It showed a Singapore Civil Defence Force recruit with his hands tied up, slathered in black shoe polish.

His National Service mates were filmed taunting him and spraying water on him.

This was a classic ragging activity.

Some 10 years later, another SCDF personnel was put through a different ragging exercise, and this time, he didn't survive.

What is ragging?

According to the dictionary definition, ragging or hazing is regarded as the abuse or humiliation of members of a group with the overall aim of strengthening the pact.

Newcomers are generally coerced into doing things as part of an initiation process.

Leavers of the group are also ragged and hazed to mark the completion of a rite of passage.

With the spotlight on the SCDF, former firefighters recounted the various types of ragging activities they have seen and heard before in the various fire stations across Singapore.

These rituals are used to mark the initiation of newcomers or milestones, such as when personnel complete their National Service stint and reach their operationally ready date (ORD).

They are designed to humiliate, rather than endanger and can include:

• Jumping into the pump well to get covered in algae-filled, dirty water

• Getting clobbered during a "blanket party"

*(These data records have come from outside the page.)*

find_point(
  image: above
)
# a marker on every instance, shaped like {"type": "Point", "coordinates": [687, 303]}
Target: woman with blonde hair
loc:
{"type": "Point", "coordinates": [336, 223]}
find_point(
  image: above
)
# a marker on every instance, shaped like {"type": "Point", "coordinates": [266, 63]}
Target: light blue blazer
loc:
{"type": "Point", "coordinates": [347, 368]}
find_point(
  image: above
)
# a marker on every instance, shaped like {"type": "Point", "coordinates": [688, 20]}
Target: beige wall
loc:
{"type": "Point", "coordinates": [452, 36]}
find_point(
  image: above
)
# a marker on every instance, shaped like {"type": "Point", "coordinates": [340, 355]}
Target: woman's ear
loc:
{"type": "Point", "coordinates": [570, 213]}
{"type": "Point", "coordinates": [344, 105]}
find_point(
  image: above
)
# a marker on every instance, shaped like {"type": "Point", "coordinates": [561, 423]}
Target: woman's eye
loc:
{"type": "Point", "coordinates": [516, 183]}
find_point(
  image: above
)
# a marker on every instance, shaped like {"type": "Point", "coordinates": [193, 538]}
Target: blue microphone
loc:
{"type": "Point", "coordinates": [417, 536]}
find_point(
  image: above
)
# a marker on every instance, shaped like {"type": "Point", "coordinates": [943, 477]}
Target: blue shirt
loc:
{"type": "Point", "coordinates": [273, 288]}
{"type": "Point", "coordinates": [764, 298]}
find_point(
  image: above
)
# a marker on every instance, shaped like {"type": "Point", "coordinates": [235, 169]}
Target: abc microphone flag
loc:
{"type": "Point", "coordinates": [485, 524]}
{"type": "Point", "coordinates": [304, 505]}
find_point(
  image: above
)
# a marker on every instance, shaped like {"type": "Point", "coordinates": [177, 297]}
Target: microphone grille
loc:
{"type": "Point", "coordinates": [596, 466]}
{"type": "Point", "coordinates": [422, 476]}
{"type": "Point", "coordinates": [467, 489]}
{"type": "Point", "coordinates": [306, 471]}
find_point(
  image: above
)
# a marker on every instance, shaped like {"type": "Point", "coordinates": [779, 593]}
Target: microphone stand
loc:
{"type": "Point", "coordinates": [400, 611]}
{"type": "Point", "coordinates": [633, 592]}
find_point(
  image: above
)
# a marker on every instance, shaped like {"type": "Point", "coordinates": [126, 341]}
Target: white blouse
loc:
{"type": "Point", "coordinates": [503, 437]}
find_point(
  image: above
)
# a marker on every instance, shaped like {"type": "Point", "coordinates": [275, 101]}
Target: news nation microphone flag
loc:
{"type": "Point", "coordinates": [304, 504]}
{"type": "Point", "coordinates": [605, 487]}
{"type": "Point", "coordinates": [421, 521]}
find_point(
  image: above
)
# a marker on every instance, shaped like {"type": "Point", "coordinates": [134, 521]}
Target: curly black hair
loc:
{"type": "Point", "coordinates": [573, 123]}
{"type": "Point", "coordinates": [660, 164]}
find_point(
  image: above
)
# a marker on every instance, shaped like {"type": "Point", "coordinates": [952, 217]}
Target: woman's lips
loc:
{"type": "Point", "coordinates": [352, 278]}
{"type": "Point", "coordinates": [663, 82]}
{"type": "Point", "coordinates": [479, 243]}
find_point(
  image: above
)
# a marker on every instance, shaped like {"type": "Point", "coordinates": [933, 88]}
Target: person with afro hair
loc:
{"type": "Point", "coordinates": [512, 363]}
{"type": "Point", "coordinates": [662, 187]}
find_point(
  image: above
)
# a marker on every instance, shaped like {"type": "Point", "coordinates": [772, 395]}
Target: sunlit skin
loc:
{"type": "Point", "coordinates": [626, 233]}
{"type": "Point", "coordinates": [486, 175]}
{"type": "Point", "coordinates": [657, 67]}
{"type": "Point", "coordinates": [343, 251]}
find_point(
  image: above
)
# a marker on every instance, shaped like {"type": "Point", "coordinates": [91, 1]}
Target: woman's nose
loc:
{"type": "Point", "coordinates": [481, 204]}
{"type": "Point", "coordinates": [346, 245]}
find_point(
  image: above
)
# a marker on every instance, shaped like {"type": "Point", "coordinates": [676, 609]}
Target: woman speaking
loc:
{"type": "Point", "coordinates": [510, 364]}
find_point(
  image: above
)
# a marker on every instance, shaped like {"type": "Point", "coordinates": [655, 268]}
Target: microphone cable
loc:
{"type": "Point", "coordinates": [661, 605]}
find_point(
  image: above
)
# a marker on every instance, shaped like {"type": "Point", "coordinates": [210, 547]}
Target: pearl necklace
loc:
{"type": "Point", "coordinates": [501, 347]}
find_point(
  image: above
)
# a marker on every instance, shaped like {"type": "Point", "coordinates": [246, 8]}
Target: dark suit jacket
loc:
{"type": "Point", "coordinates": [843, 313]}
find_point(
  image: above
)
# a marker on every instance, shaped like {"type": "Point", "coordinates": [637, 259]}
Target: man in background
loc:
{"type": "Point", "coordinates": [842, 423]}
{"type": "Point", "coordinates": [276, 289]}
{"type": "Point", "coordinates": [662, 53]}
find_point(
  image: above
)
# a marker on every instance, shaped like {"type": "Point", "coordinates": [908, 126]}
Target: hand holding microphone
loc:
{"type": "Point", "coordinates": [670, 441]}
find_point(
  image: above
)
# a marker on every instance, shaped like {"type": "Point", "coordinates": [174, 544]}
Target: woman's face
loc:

• Inserting a battery into a person's anus

• Moving the person's entire locker onto the roof

• Getting locked up in a cage

Prevalence of ragging

The prevalence of ragging in National Service should not be seen as being limited to or the purview of angsty young men with too much free time.

Any culture that supports and breeds in-group herding mentality is prone to ragging and hazing activities.

It is well-documented in Singapore that university freshmen across the country, had at some point, become acquainted with overly-sexualised orientation games, such as this one below:

In such cases, ragging is carried out as a display of power dynamics, as well as a flattening of the hierarchy.

The reasoning is that whatever the juniors are undergoing, the seniors before them have experienced the same. Or worse.

Members in power, usually based on seniority, continue the tradition having been exposed to it themselves previously.

And then the cycle continues.

Psychological tool

Viewed in evolutionary terms, ragging served as a way for a group to filter out weaker newcomers.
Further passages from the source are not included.